We’ll asume a small list without introducing paging in the script, to keep things simple.
#Session variables
$orgName = 'Contoso'
$appRegName = 'ContosoProvisioning'
#Get the stored credentials from the Windows Credential Store
$credential = Get-PnPStoredCredential -Name $appRegName -Type 'PSCredential'
#Connect to SharePoint Online using clientApp and certificate credentials
Connect-PnPOnline -Url "https://$($orgName)-admin.sharepoint.com" -ClientId $credential.UserName -Thumbprint $credential.GetNetworkCredential().Password -Tenant "$dstTenantName.onmicrosoft.com" -ReturnConnection
#Request graph access toeken
$accessToken = Get-PnPGraphAccessToken
#Get teams data via the Graph
$response = Invoke-RestMethod -Headers @{Authorization = "Bearer $accessToken" } -Uri 'https://graph.microsoft.com/beta/teams' -Method 'GET' -ContentType 'application/json'
#Select the data for each team
$teams = $response.value | Select-Object 'displayName', 'id'
#Loop through each team
foreach ($team in $teams) {
#Capture critical errors on rowlevel
try {
#Get the primary channel
$primaryChannel = Invoke-RestMethod -Headers @{Authorization = "Bearer $accessToken" } -Uri "https://graph.microsoft.com/beta/teams/$($team.id)/primaryChannel" -Method 'GET' -ContentType 'application/json' | Select-Object 'displayName', 'id'
$privateChannels = (Invoke-RestMethod -Headers @{Authorization = "Bearer $accessToken" } -Uri "https://graph.microsoft.com/beta/teams/$($team.id)/channels?`$filter=membershipType eq `'private`'" -Method 'GET' -ContentType 'application/json').value | Select-Object 'displayName', 'id'
#Trigger private channel SharePoint Onlinesite creation
Invoke-RestMethod -Headers @{Authorization = "Bearer $accessToken" } -Uri "https://graph.microsoft.com/beta/teams/$($team.id)/channels/$($primaryChannel.id)/filesFolder" | Out-Null
foreach ($privateChannel in $privateChannels) {
#Attempt private channel check
$stopLoop = $false
[int]$retryCount = '0'
do {
try {
Invoke-RestMethod -Headers @{Authorization = "Bearer $accessToken" } -Uri "https://graph.microsoft.com/beta/teams/$($team.id)/channels/$($privateChannel.id)/filesFolder"
$stopLoop = $true
}
catch {
if ($retryCount -gt $maxRetryCount) {
$stoploop = $true
}
else {
Start-Sleep -Seconds 5
$retryCount = $retryCount + 1
}
}
}
While ($stopLoop -eq $false)
}
}
catch {
Write-Host $_
}
}
After completion, you should verify if the channel sites are indeed provisioned.
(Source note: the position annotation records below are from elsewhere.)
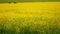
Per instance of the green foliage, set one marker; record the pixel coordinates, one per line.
(29, 25)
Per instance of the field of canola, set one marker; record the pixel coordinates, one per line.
(30, 18)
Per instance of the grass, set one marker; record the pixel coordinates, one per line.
(30, 18)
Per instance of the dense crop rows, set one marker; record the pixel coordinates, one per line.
(29, 25)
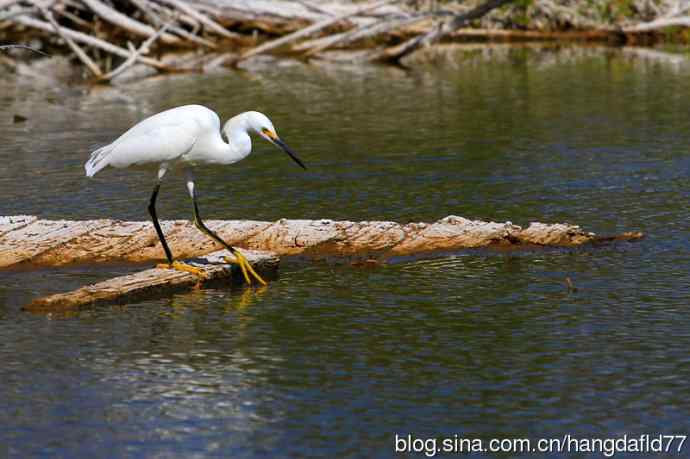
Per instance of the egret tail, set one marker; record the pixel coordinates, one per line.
(97, 161)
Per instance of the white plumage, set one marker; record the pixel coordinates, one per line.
(189, 134)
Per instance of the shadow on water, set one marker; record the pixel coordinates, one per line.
(332, 360)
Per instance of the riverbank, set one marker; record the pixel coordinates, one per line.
(174, 36)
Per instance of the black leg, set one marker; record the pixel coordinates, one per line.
(202, 227)
(159, 231)
(239, 258)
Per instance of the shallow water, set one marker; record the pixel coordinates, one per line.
(331, 360)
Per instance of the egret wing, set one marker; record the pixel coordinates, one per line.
(157, 145)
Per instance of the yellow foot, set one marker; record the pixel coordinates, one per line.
(245, 267)
(180, 266)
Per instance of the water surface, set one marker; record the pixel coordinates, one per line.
(332, 360)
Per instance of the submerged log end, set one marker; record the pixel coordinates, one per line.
(157, 282)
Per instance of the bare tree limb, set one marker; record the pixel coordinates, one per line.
(309, 30)
(661, 23)
(120, 20)
(80, 37)
(145, 7)
(211, 24)
(396, 53)
(86, 60)
(23, 47)
(143, 49)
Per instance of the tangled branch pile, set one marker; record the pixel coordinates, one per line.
(108, 37)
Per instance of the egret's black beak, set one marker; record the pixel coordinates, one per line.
(276, 140)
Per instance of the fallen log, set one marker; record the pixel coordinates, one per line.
(156, 282)
(27, 239)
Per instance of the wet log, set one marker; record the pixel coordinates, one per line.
(27, 239)
(156, 283)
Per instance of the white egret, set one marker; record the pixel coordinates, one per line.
(187, 136)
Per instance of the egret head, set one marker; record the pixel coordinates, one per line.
(259, 123)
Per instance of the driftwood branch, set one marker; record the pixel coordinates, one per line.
(125, 22)
(90, 64)
(394, 54)
(209, 23)
(661, 23)
(157, 282)
(309, 30)
(135, 53)
(25, 239)
(80, 37)
(23, 47)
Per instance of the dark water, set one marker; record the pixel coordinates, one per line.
(333, 361)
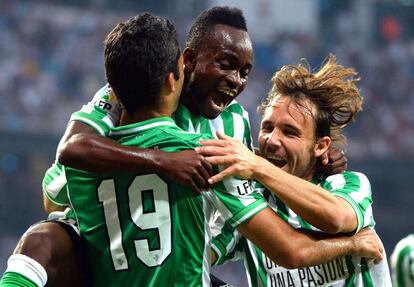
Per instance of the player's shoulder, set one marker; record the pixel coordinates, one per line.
(347, 176)
(405, 245)
(183, 138)
(169, 138)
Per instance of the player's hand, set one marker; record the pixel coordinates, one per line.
(367, 244)
(334, 161)
(189, 168)
(236, 158)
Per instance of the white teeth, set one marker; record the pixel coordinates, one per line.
(228, 93)
(274, 157)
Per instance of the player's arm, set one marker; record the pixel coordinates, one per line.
(320, 208)
(247, 210)
(83, 148)
(291, 248)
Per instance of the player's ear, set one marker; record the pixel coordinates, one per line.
(169, 83)
(189, 57)
(321, 146)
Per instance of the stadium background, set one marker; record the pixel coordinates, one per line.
(51, 63)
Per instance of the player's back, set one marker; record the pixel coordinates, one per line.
(143, 229)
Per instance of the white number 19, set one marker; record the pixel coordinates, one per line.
(159, 218)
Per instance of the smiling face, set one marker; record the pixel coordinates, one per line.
(218, 72)
(287, 137)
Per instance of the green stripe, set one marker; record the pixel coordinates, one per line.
(400, 266)
(261, 270)
(349, 282)
(13, 279)
(228, 123)
(251, 268)
(366, 275)
(205, 128)
(282, 209)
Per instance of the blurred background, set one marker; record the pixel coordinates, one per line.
(51, 62)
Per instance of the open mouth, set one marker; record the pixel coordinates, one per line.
(277, 161)
(222, 98)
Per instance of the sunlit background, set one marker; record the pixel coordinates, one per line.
(51, 63)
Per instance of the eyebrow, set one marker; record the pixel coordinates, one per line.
(233, 57)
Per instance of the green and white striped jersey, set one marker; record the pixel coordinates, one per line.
(349, 271)
(402, 262)
(147, 230)
(102, 113)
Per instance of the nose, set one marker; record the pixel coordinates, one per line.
(235, 79)
(273, 140)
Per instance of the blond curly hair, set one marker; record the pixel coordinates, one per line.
(332, 89)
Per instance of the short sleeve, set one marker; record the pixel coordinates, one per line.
(355, 188)
(54, 185)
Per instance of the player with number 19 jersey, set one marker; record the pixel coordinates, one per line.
(148, 225)
(103, 112)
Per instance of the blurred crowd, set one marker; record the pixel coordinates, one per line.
(51, 63)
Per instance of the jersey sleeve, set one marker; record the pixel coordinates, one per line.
(402, 262)
(54, 185)
(228, 245)
(236, 200)
(355, 188)
(102, 113)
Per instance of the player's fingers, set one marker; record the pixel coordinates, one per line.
(220, 160)
(199, 181)
(211, 150)
(220, 176)
(203, 173)
(324, 159)
(213, 142)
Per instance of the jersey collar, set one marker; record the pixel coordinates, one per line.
(142, 126)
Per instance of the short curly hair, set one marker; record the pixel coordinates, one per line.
(139, 54)
(332, 89)
(207, 20)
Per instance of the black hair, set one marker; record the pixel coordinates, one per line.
(139, 54)
(207, 20)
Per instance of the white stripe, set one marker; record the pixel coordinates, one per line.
(91, 123)
(108, 121)
(191, 127)
(55, 186)
(87, 108)
(216, 125)
(207, 208)
(142, 128)
(217, 250)
(27, 267)
(253, 255)
(337, 181)
(249, 214)
(209, 195)
(238, 127)
(363, 192)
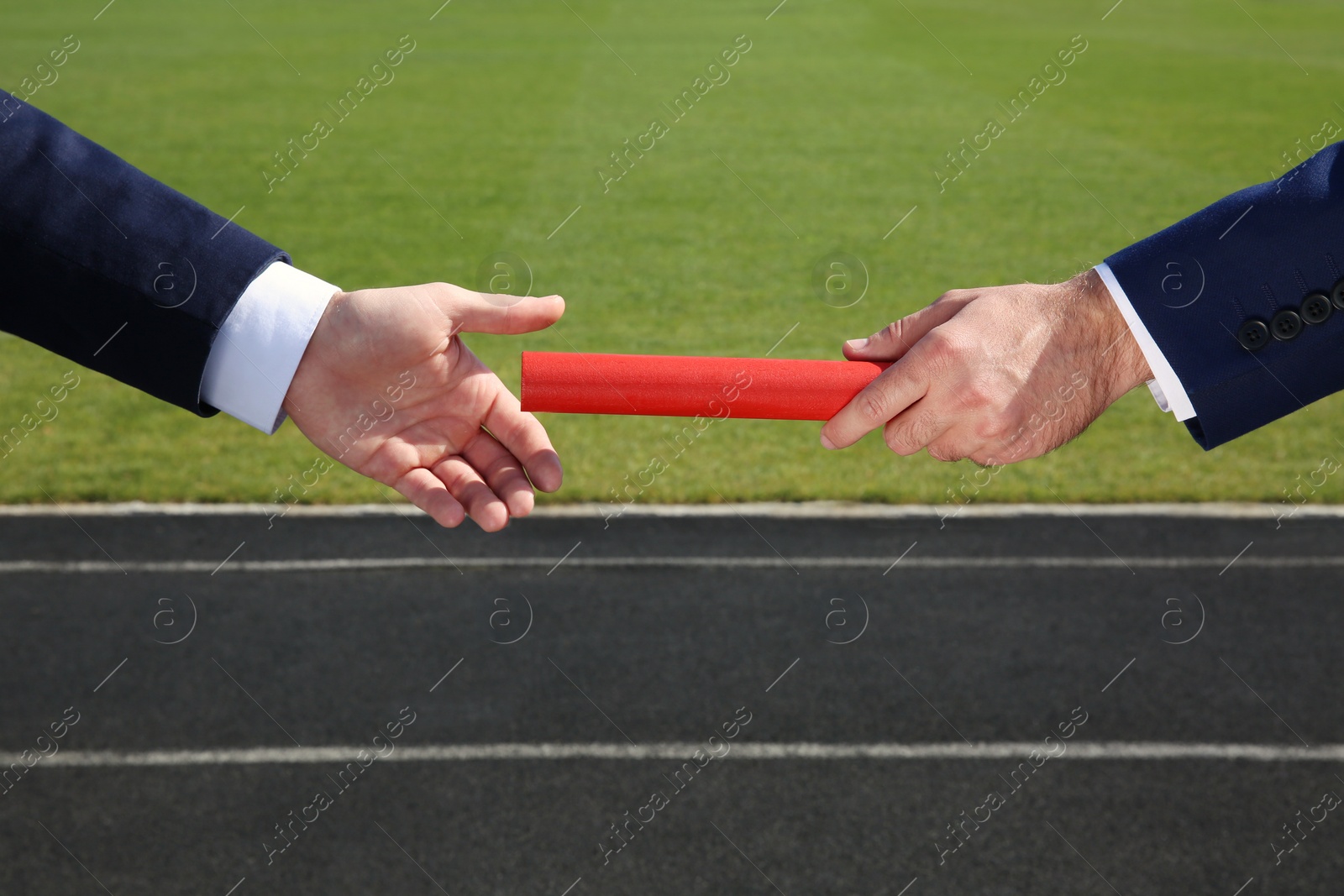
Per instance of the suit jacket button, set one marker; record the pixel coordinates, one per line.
(1285, 325)
(1316, 308)
(1253, 335)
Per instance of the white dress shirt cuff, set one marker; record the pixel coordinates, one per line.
(260, 344)
(1166, 385)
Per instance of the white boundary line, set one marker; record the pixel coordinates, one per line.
(1113, 752)
(801, 511)
(362, 564)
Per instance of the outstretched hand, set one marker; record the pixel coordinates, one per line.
(387, 387)
(996, 375)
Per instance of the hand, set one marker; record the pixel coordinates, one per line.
(387, 387)
(996, 375)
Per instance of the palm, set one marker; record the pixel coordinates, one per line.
(389, 389)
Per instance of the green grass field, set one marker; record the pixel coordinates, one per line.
(835, 118)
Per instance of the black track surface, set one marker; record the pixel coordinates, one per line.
(669, 654)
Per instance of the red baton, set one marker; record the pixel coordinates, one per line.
(672, 385)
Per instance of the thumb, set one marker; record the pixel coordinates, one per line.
(474, 312)
(894, 340)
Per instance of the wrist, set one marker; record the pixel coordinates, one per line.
(1119, 358)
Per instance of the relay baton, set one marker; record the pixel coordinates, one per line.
(674, 385)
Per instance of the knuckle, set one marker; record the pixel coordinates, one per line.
(873, 406)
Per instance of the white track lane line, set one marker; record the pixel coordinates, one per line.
(1106, 752)
(347, 564)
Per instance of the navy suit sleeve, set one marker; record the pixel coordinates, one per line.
(1247, 298)
(94, 250)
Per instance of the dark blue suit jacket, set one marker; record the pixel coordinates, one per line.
(91, 248)
(1247, 298)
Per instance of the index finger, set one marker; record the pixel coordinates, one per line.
(895, 389)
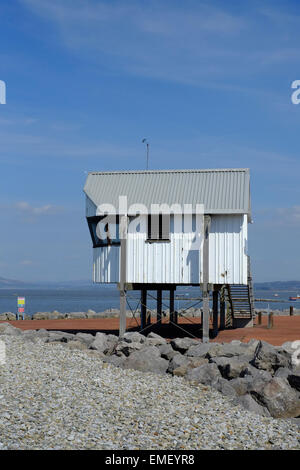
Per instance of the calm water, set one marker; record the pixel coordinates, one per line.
(100, 298)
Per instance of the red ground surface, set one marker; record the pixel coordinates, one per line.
(285, 328)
The script does have some retry logic and pausing to handle wait times when performing the ‘visit’.
Further development
Please note that this script was created rather quickly to fulfil a specific requirement and may need some adjustments to e.g. adapt to a larger scale, or using an input file to scope the provisioning.
But perhaps it can be a good starter to include in your migration preparation activities.